LISBON (Reuters) – The time is ripe for euro zone countries to deepen the monetary union and strengthen the currency’s global role, but they still have to overcome differences on fiscal instruments for a future common budget, the head of its ESM bailout fund said on Friday.
Speaking at a conference in Lisbon, where Eurogroup chairman Mario Centeno made a similar call, Klaus Regling said the ESM’s discussions with investors had shown that they are closely looking at the topic of the currency’s global role.
“If we succeed in deepening monetary union further, that would certainly also help in strengthening the euro’s global role and I believe the time is right to do so,” Regling said, adding that it would also help protect Europe’s interests.
Speaking of a future budget for the 19 countries that share the euro, Regling said “there are good reasons to also talk about a fiscal instrument for macroeconomic stabilization in this context”, but member states were still “far from a consensus on this”.
The idea of the budget, which should support reforms and investment with grants and loans, is to be fleshed out by the Eurogroup over the next three months and fully presented in June.
Regling also said that despite the current lack of consensus on another issue, of a common deposit guarantee scheme, he was “confident that a European deposit insurance scheme will come eventually”.
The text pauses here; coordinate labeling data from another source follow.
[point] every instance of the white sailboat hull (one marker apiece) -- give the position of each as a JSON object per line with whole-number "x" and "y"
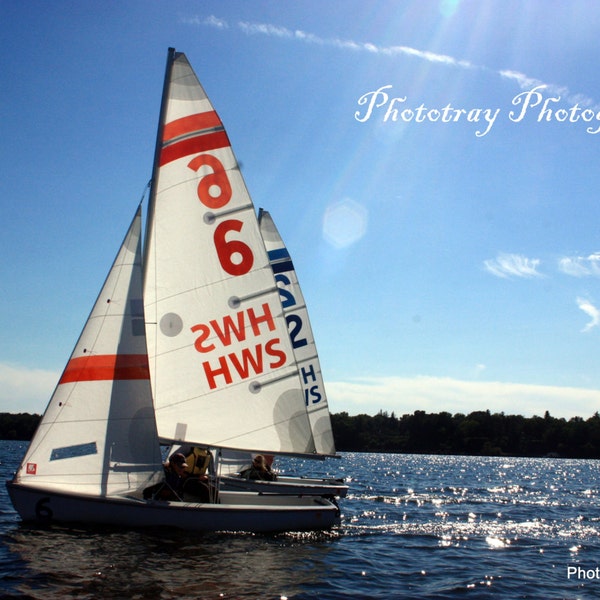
{"x": 236, "y": 511}
{"x": 301, "y": 486}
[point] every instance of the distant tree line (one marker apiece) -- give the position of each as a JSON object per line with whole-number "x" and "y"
{"x": 19, "y": 426}
{"x": 479, "y": 433}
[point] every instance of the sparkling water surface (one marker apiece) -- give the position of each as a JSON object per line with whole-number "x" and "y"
{"x": 412, "y": 527}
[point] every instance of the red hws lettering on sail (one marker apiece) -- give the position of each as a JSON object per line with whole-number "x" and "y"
{"x": 249, "y": 360}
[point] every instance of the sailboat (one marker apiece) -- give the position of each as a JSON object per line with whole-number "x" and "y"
{"x": 305, "y": 352}
{"x": 187, "y": 343}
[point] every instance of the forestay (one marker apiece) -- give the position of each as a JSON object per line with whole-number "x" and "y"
{"x": 222, "y": 366}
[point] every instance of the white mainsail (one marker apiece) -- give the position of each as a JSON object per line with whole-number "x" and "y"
{"x": 222, "y": 367}
{"x": 98, "y": 434}
{"x": 302, "y": 338}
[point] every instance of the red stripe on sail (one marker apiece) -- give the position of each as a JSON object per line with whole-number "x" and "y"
{"x": 107, "y": 367}
{"x": 192, "y": 123}
{"x": 201, "y": 143}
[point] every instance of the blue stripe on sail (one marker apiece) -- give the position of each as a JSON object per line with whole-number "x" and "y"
{"x": 73, "y": 451}
{"x": 282, "y": 267}
{"x": 278, "y": 254}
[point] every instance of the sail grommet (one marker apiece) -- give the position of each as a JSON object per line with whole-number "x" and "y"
{"x": 171, "y": 324}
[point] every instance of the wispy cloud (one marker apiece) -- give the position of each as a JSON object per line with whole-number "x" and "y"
{"x": 524, "y": 81}
{"x": 403, "y": 395}
{"x": 581, "y": 266}
{"x": 513, "y": 265}
{"x": 589, "y": 309}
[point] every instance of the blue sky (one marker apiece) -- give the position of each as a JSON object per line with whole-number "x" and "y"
{"x": 450, "y": 258}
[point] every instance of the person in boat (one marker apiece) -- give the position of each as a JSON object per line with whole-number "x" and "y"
{"x": 180, "y": 483}
{"x": 259, "y": 470}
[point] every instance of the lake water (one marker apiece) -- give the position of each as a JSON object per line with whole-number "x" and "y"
{"x": 412, "y": 527}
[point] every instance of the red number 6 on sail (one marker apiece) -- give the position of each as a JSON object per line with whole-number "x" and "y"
{"x": 227, "y": 250}
{"x": 217, "y": 179}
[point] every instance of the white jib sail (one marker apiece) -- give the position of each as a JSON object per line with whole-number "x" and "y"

The common insurance scheme is important for the completion of the banking union, one of the pillars of the euro zone reform aimed at deepening the economic integration of the single currency area.
Earlier, chairman of euro zone finance ministers Centeno said global uncertainty stemming from the risk of trade wars and dismantling of international alliances meant that Europe has to give its currency more prominence alongside the dollar by completing the economic and monetary union.